Especialistas explicam os procedimentos para melhorar a qualidade do complexo lagunar da Baixada de Jacarepaguá
A Barra da Tijuca possui quatro lagoas: Tijuca, Camorim, Jacarepaguá e Marapendi. As quatro são artificialmente interligadas por um canal junto as aguas salgadas do mar, uma iniciativa feita nos primórdios da Barra para evitar a proliferação do mosquito transmissor da febre amarela. Essas mesmas lagoas eram límpidas e cristalinas nas décadas de 60 e 70, sendo comum encontrar pescadores e moradores da região se refrescando em suas águas.
Porém durante muitos anos, o crescimento de forma desenfreada da região e com poucos cuidados ambientais vindos das novas edificações que aqui se instalaram, juntamente com a expansão da vizinha Jacarepaguá, que trouxe diversas ocupações irregulares, os 15 rios e canais que desembocam na lagoa, começaram a ficar assoreados, quase que por inteiro, devido aos dejetos e esgoto jogados in natura nas águas. Por muitos anos, os condomínios de moradores eram vistos como os grandes vilões da destruição de todo o Complexo Lagunar, contudo, foi um equívoco. Para poder comercializar os apartamentos aqui, as construtoras responsáveis tinham, por lei, que montar suas próprias Estações de Tratamentos de Esgoto (ETE), justamente para tratar todos os resíduos e não despeja-los in natura. Fora isso, os condomínios pagavam uma taxa para que a CEDAE fizesse a coleta desses dejetos. Porém, por muitos anos, a CEDAE não cumpriu seu papel e o esgoto acabava indo parar para onde não devia.

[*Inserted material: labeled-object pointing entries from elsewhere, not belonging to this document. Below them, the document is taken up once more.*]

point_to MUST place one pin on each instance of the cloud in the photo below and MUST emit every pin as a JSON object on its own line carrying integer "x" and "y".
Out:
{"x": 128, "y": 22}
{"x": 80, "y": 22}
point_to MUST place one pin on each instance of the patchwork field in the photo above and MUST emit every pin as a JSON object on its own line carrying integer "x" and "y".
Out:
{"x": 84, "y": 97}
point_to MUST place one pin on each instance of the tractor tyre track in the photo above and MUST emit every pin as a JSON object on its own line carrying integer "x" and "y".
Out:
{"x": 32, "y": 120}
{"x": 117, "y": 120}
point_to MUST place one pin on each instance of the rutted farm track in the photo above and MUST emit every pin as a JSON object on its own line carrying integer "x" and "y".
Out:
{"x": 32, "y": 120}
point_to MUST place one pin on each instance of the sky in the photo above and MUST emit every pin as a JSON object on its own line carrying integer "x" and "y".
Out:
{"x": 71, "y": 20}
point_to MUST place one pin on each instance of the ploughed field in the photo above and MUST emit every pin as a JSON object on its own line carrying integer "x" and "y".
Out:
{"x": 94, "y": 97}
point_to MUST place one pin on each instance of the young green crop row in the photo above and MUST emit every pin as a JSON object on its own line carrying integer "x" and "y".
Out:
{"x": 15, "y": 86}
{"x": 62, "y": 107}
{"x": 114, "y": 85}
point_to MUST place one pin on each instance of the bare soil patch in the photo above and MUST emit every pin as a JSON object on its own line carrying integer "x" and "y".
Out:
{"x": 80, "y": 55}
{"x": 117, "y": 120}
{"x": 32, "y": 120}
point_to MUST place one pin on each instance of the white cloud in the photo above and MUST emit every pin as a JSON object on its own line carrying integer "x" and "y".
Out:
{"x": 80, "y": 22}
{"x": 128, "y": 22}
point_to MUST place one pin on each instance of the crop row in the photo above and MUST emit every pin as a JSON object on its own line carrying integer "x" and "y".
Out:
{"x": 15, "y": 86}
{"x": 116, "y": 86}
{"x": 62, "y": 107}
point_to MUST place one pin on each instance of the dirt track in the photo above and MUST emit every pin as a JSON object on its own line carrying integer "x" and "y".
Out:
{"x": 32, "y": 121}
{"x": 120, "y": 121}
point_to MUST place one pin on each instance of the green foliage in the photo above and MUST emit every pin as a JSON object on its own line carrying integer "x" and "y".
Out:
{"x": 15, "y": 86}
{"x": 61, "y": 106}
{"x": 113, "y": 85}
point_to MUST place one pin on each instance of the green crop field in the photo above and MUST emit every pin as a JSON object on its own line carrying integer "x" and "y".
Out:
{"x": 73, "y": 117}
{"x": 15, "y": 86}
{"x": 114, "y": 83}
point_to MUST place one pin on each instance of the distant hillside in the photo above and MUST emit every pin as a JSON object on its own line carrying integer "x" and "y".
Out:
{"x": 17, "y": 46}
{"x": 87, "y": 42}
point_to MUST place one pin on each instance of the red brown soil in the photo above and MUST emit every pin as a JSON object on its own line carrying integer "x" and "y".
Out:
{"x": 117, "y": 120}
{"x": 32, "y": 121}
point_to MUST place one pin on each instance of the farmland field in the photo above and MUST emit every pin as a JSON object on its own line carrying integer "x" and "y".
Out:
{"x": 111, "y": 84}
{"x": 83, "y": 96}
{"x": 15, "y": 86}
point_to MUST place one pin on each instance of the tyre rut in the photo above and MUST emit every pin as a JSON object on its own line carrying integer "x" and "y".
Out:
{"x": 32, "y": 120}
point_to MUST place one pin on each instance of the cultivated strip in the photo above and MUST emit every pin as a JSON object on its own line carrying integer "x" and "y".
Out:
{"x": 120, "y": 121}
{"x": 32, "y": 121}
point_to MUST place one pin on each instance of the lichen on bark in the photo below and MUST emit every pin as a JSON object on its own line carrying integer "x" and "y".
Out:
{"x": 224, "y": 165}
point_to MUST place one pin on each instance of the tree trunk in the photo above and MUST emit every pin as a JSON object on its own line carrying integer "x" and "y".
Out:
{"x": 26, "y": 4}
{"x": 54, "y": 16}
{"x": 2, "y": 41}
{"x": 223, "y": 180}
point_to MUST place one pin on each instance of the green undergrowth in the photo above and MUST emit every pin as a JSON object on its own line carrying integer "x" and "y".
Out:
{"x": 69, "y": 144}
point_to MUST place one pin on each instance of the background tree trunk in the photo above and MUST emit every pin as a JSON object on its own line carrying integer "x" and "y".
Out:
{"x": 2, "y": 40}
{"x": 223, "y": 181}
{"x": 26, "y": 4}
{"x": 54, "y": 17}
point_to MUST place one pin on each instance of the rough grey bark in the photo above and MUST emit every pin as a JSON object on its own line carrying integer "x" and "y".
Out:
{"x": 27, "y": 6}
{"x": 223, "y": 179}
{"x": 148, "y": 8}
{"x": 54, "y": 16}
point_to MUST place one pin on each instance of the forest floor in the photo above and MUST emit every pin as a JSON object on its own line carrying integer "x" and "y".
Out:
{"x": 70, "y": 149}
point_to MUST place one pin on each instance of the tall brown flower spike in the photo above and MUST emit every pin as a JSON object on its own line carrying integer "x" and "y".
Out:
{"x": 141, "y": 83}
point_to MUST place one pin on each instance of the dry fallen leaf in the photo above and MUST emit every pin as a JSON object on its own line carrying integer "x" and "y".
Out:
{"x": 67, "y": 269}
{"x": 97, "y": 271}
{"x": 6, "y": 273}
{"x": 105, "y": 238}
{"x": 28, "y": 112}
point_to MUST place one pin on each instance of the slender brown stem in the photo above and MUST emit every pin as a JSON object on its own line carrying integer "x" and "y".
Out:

Durante a década de 80, muito se falou e discutiu sobre a necessidade de cuidar do esgoto, porém, pouco se fez. A ideia de ligar as ETEs a um Emissário Submarino, que ficaria localizado no mar, recebeu resistência de algumas associações de moradores que junto com a Federação das Associações de Moradores do Rio de Janeiro criaram a campanha “Cocô na praia, não!”. A ação deu resultado e o Emissário não foi criado, a verba existente e destinada para tal acabou sendo revertida para obras em outros pontos do Estado. Porém, em 2002 após o anúncio de que o Brasil seria o país sede dos Jogos Pan-americanos, o assunto para a Despoluição do Complexo Lagunar da Barra, voltou a surgir. Contudo nada foi feito, os jogos aconteceram e a questão continuou em aberto.
A luz no fim do túnel surgiu com o anúncio oficial de que o Rio de Janeiro seria a sede dos Jogos Olímpicos em 2016, com a Barra sendo o coração pulsante dos jogos, a dragagem e limpeza das lagoas acabou sendo um dos compromissos do Brasil com o Comitê dos Jogos Olímpicos de 2016. Começaram então os estudos para quais seriam as melhores maneiras para realizar o trabalho. Em reunião realizada no ano de 2015 na Câmara Comunitária da Barra, o vice-presidente da associação e biólogo, David Zee, falou da positividade do projeto apresentado, que visava dragar as lagoas, coletando em ecobags para ressecamento, diminuindo quase 80% de seu volume, e depois coloca-las, temporariamente, submersas na terra: “sem duvidas a dragagem é um processo muito importante para a Barra da Tijuca, principalmente para nossa comunidade que fica nos arredores das lagoas. Depois das obras nós vamos ter uma lagoa navegável, menos lixo e principalmente uma entrada maior das águas do mar, propiciando uma renovação e um aumento da biodiversidade, uma vez que os peixes passaram a entrar e sair com mais facilidade”.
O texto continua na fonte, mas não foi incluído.